Dieses Stück war eine Provokation: In der Karwoche des Jahres 1705 führte Reinhard Keiser in Hamburg zum ersten Mal eine Passionsmusik auf, die gar nicht nach frommen Gottesdienst, sondern eher nach Oper klang. Kein Wunder, denn Keiser leitete zu dieser Zeit sehr erfolgreich das Hamburger Opernhaus am Gänsemarkt und sorgte mit seinen Bühnenwerken für Furore. Doch darf man diese Dramatik (inklusive singender Frauen und szenischer Ansätze) auf die Passion Jesu übertragen? Diese Frage löste damals heftige Kontroversen aus.

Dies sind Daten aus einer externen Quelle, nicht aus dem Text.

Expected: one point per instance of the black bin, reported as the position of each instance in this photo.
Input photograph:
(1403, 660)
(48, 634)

„Der blutige und sterbende Christus“ von Reinhard Keiser gilt als Grundstein für die Gattung des Passionsoratoriums, die im 18. Jahrhundert in weiten Teilen des protestantischen Deutschlands sehr populär wurde. Im Libretto von Christian Friedrich Hunold wird die Passionsgeschichte ohne direkte Zitate aus dem Neuen Testament, sondern ausschließlich mit zeitgenössischer Poesie berichtet. Die Handlung kann dadurch – wie in der Oper – unmittelbar verfolgt werden. Ganz operngemäß gelingt es Keiser, die handelnden Personen in den vielen kurzen Arien und Ariosi musikalisch sehr treffend zu charakterisieren (der leidende Jesus, der ungestüme Petrus, aber auch die mitfühlende „Tochter Zion“).

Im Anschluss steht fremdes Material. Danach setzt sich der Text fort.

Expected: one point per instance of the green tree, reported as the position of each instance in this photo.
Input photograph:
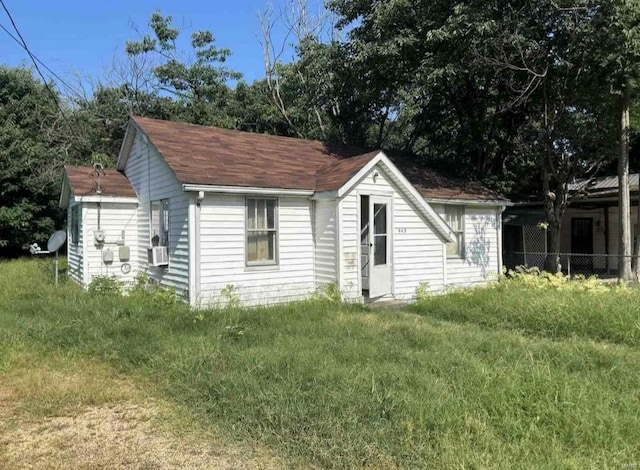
(34, 137)
(200, 84)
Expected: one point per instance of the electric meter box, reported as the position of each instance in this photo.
(107, 256)
(123, 253)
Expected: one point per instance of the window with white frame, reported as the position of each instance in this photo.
(74, 224)
(159, 223)
(262, 231)
(454, 216)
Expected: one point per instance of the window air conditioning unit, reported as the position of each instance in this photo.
(159, 256)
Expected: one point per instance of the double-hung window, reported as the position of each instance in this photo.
(159, 223)
(454, 216)
(262, 231)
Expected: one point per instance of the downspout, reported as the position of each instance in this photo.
(198, 266)
(499, 237)
(606, 236)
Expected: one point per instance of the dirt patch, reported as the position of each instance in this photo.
(123, 436)
(63, 425)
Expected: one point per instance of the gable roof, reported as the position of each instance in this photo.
(435, 186)
(602, 186)
(209, 156)
(335, 174)
(81, 181)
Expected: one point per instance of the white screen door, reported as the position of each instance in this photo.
(380, 243)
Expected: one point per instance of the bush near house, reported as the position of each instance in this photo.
(511, 376)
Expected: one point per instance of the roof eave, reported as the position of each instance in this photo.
(127, 144)
(209, 188)
(423, 206)
(470, 202)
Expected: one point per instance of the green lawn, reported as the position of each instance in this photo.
(512, 376)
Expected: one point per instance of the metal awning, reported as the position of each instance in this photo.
(522, 218)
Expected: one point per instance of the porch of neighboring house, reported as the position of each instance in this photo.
(589, 233)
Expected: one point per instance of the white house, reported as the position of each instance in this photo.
(200, 209)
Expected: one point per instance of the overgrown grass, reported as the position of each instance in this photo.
(549, 306)
(339, 386)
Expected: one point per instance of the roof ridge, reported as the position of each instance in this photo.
(227, 130)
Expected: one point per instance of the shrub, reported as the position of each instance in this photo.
(231, 297)
(105, 285)
(422, 292)
(328, 293)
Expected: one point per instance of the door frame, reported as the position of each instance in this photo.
(390, 240)
(589, 259)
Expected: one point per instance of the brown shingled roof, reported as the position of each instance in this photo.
(434, 185)
(83, 182)
(334, 175)
(212, 156)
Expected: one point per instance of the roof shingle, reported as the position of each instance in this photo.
(212, 156)
(84, 182)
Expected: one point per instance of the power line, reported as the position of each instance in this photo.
(55, 75)
(35, 63)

Die in Weimar beheimateten Ensembles Cantus und Capella Thuringia haben das kleinteilige und dennoch abendfüllende Oratorium überaus feinfühlig umgesetzt. Sehr wirkungsvoll wurden die musikalischen Kontraste der Protagonisten herausgearbeitet, von tief melancholischen Passagen bis zur offenen Dramatik. Präzise und mit vielen instrumentalen Farben ist das Orchester zu hören, der Chor hat einen schlanken und ausdrucksstarken Klang, die Vokalsolisten sind durchweg mit Spezialisten für Alte Musik besetzt. In dieser Interpretation ist Keisers Passionsoratorium eine sehr willkommene Bereicherung für das barocke Repertoire der vorösterlichen Zeit.